The Camp Fire was closing in.
"The flames were whipping and spreading so fast," Vaughan told CNN. "It began to jump the road. There wasn't anywhere to go."
People began to panic, Vaughan said. In the chaos, one driver backed up and slammed the front of Vaughan's SUV.
Motorists began abandoning their cars, fleeing on foot with their children in tow.
"There were no firefighters in sight," Vaughan wrote on Facebook. "I am hoping all of these people made it out."
Similar scenes played out in other communities this week as a trio of wildfires raged across the Golden State.

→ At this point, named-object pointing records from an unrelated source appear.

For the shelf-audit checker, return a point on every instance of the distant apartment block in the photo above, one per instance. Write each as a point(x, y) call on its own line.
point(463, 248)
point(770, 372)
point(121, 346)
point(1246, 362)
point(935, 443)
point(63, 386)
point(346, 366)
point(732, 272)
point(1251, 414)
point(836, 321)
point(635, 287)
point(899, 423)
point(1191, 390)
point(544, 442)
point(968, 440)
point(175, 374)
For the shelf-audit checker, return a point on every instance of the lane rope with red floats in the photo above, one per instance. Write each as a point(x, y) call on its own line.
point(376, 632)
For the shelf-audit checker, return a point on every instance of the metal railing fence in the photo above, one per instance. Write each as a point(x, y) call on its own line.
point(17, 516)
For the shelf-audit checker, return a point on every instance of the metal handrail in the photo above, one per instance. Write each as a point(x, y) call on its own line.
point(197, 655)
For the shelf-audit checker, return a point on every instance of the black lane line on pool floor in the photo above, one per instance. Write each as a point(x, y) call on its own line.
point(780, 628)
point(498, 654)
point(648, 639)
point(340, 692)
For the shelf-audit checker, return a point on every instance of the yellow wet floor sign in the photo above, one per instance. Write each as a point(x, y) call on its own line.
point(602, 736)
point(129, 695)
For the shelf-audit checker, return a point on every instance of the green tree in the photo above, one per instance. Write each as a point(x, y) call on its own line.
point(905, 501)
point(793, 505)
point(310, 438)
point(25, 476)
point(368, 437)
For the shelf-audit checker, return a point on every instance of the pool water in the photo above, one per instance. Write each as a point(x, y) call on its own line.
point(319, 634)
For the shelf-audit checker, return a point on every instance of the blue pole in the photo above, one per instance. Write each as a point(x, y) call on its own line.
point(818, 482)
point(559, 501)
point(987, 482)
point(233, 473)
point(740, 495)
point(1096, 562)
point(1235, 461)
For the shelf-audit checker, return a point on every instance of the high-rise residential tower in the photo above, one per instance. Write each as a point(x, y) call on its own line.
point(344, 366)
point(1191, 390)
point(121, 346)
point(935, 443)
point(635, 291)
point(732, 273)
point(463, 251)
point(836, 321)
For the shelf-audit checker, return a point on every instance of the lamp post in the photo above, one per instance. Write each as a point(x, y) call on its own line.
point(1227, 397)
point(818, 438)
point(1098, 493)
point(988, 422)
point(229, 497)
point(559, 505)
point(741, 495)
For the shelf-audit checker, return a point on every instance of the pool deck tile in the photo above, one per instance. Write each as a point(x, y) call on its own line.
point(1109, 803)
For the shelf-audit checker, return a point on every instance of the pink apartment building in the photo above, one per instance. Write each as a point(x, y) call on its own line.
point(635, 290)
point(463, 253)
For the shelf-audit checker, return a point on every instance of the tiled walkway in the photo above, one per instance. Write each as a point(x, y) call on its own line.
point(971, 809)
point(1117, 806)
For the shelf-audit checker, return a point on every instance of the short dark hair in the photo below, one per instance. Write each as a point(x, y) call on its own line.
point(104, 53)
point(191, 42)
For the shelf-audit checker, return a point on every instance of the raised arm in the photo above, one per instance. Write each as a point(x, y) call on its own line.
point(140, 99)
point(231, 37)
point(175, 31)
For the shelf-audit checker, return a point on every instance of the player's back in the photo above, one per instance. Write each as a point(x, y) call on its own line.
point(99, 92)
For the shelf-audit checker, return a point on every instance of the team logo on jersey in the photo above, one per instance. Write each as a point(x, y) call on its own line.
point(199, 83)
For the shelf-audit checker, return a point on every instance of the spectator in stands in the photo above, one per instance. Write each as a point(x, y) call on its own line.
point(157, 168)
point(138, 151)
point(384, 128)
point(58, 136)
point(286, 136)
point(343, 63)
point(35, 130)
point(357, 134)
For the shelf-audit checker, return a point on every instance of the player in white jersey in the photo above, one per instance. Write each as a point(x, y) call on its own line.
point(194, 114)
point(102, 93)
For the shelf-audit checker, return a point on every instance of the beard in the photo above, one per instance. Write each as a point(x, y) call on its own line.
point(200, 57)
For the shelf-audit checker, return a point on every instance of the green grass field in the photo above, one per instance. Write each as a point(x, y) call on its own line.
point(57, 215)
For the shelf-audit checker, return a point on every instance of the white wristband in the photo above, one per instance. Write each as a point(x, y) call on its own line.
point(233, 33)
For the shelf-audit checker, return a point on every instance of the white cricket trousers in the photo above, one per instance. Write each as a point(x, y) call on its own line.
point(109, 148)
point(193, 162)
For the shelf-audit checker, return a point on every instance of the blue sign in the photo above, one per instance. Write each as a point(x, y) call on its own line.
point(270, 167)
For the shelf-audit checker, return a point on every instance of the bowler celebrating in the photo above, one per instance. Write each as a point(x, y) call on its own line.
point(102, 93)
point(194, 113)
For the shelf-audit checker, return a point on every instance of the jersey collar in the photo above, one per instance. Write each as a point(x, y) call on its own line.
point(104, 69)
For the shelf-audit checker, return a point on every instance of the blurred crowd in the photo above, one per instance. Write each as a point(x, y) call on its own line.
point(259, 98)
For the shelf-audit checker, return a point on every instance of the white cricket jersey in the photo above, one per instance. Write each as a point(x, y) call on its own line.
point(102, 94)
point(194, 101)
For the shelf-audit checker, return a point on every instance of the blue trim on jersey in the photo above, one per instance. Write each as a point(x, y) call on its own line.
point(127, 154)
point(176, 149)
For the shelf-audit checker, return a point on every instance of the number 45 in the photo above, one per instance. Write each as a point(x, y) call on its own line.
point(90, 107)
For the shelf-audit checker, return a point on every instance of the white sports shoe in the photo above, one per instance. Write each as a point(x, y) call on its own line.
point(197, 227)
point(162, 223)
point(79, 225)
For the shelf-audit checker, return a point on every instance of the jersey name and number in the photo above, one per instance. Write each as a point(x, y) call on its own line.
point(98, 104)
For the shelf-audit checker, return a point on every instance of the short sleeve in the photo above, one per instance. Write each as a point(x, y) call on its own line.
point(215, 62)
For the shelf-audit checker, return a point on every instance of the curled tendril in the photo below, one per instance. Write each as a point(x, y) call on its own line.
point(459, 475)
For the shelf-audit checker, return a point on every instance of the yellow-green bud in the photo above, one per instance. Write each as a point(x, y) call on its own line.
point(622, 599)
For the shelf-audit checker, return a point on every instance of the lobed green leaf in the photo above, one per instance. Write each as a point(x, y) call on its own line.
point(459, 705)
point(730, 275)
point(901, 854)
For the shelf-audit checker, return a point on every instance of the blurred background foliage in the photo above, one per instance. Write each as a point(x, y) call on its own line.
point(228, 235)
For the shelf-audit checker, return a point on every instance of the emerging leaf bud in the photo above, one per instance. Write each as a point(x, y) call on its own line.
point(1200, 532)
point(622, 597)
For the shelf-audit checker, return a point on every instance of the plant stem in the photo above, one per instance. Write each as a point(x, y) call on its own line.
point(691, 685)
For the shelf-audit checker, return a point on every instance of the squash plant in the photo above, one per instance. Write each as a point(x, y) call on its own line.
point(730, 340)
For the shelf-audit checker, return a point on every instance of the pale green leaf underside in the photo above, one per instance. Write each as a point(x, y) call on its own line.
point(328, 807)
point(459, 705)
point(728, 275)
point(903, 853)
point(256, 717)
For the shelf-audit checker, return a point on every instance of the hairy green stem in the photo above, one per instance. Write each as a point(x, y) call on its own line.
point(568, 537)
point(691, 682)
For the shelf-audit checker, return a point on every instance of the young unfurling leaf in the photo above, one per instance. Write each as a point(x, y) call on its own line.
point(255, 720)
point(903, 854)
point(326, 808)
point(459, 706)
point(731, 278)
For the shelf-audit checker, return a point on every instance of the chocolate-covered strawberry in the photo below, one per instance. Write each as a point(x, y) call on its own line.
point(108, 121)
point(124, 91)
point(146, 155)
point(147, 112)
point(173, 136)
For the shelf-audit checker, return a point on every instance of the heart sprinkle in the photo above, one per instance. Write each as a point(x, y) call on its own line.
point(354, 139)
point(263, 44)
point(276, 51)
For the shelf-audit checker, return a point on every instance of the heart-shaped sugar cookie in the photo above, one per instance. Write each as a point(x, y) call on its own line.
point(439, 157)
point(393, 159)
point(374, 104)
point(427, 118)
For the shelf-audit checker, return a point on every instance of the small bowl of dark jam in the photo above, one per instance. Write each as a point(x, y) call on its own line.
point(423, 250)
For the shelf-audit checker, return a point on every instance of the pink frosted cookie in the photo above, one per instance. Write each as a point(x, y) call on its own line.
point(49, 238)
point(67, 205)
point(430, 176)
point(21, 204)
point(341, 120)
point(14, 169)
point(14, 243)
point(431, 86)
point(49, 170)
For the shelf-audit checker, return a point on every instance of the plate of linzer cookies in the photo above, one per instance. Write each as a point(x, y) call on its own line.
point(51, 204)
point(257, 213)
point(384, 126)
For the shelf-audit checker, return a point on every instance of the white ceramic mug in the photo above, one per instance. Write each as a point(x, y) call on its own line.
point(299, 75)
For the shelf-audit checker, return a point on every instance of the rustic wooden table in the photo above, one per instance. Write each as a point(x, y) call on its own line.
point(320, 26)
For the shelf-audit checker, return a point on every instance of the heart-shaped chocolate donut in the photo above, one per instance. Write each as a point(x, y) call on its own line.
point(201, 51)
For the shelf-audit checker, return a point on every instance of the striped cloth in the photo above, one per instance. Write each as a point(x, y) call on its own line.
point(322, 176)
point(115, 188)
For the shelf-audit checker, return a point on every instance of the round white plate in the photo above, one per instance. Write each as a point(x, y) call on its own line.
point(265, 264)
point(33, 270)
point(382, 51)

The most devastating is believed to be the Camp Fire, which by Friday morning had grown to 70,000 acres and was encroaching on the city of Chico, according to the California Department of Forestry and Fire Protection, known as a Cal Fire.
The blaze broke out early Thursday and has grown at an astonishing rate of 80 football fields per minute. It charred 20,000 acres Thursday in less than 14 hours and has burned an area larger than Manhattan, according to CNN meteorologists.
Fueled by high winds and low humidity, the fire has placed millions of people under red flag warnings.
As many as 1,000 structures are believed to have been destroyed in the inferno, though authorities are still trying to determine the full extent of damage.
The lion's share were lost in Paradise, said John Gaddie, a spokesman for Cal Fire. About 26,000 people live in Paradise, some 85 miles north of Sacramento.
Most businesses along the town's main commercial street have suffered damage, if not outright destruction. Trees and power lines along the road are down; some trees are still ablaze.
A used car lot at Skyway and Birch Street displays a collection of burned out cars. Their husks stand next to other cars that remain unscathed.
One vehicle spared from the fire boasts a small flag advertising "hot deals."
Vaughan and her husband escaped before flames could engulf their car, she said. It took 3½ hours to make it through the gridlock.
"We barely stayed ahead of it," Vaughan said. "And multiple times, as we followed the flow of cars, we thought the fire was going to kill us."